Y en lo referente al primer lema de la bandera carlista, se dice ahora, con cómoda adaptación a los vientos de la historia, que un Estado confesional es, después del Concilio, un Estado no cristiano.
• Esta actitud de oposición democrática que desborda una apertura a la izquierda y se integra en una política de frente popular, coincide ciertamente con las más radicales coaliciones izquierdistas emprendidas por el juanismo.
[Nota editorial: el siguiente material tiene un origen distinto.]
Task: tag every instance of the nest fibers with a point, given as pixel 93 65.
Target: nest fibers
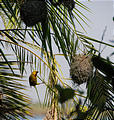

Se comprenden, precisamente por esto, sus amplias coincidencias con la oposición situada, la ejercida por sectores que están o habían estado presentes en la Administración del Régimen.
Pero todavía cabe reconocer que sería impensable e inesperado encontrar, en los ambientes de este neocarlismo democrático y socialista, algunos gestos de reacción patriótica como los expresados, frente a campañas internacionales antiespañolas, por don Manuel Aznar en La Vanguardia o por algunos artículos del propio ABC.
Ideológicamente, el neocarlismo de oposición parece querer situarse más a la izquierda que el juanismo.
• Apunto rápidamente unas sugerencias:
Una política que, después de haber sido menos intransigente con el falangismo que la del tradicionalismo carlista, viene a coincidir con éste en la resistencia a la etapa totalitaria; que es colaboracionista del Régimen, ya aliado con Norteamérica y en régimen de Concordato con la Iglesia, aunque todavía formalmente falangista; y que pasa a ser de oposición en la etapa de «Gobierno de oposición» neocapitalista y tecnocrático y de oposición cristiana progresista posconciliar; una política así podría ser entendida unitariamente desde la personalidad del único hombre que ha asumido, sincera y abiertamente, la responsabilidad de todas sus inconexas fases.
Respetuosamente tenemos que preguntarnos sobre lo que no es y lo que es D. Javier de Borbón.
Don Javier de Borbón no parece ser un carlista español. De haberlo sido hubiera asumido sin inconsecuencias constitutivas y esenciales las responsabilidades que declaró aceptar en 1936 y en 1952.
Don Javier de Borbón no parecer ser, por su doctrina y mentalidad, un tradicionalista. Si lo fuese no podría haber dirigido nunca al pueblo carlista una Declaración como la de Valcarlos, de 6 de diciembre de 1970.
Don Javier de Borbón no es demócrata «antifascista», en el sentido en que le juzgaron desenfocadamente algunos. De haberlo sido no hubiese apoyado la Cruzada del 18 de julio, ni tal vez hubiese transigido, durante la segunda etapa del régimen, con sectores de falangismo atenuado y abierto a la Monarquía de las Leyes Fundamentales.
Don Javier de Borbón no es ideológicamente un liberal ni, respecto a la política española, un «juanista». De haberlo sido no hubiese mantenido actitudes de adhesión al régimen establecido, ni de apoyo a Carlos Hugo como Príncipe de Asturias, naturalmente muy mal recibidas por los liberales juanistas.
Don Francisco Javier, hombre religioso, sincera y profundamente católico, me parece (reflexionando sobre las cosas dichas y las que paso en silencio, referentes a los que han ejercido la más alta autoridad de la Tierra) políticamente un «ultramontano».
Pero no un ultramontano intransigente, no un integrista. Aunque sienta estima y simpatía por el espíritu y la obra de los Veuillot y los Nocedal, y por los movimientos seglares contemporáneos que perseveran en aquella línea. Y aunque tal vez a través de aquella estima pudiesen acercarle al carlismo figuras eminentes del tradicionalismo ultramontano e integrista español.
Recuerdo siempre la impresión de sorpresa que me produjeron sus palabras en un Manifiesto dado a conocer en Montserrat, en un acto carlista nacional que presidía don Manuel Fal Conde, por los años de transición de la primera a la segunda etapa.
Don Javier, entonces todavía como Regente de la Comunión, afirmaba que ésta, aunque con la ventaja de un mayor arraigo en la Tradición nacional, era comparable, en su ortodoxia y fidelidad a la doctrina católica, a «los partidos llamados católicos o centristas».
Ultramontano no intransigente, es un «vaticanista». Su visión del mundo político contemporáneo no es la de ABC. Es la de Ecclesia y de Ya.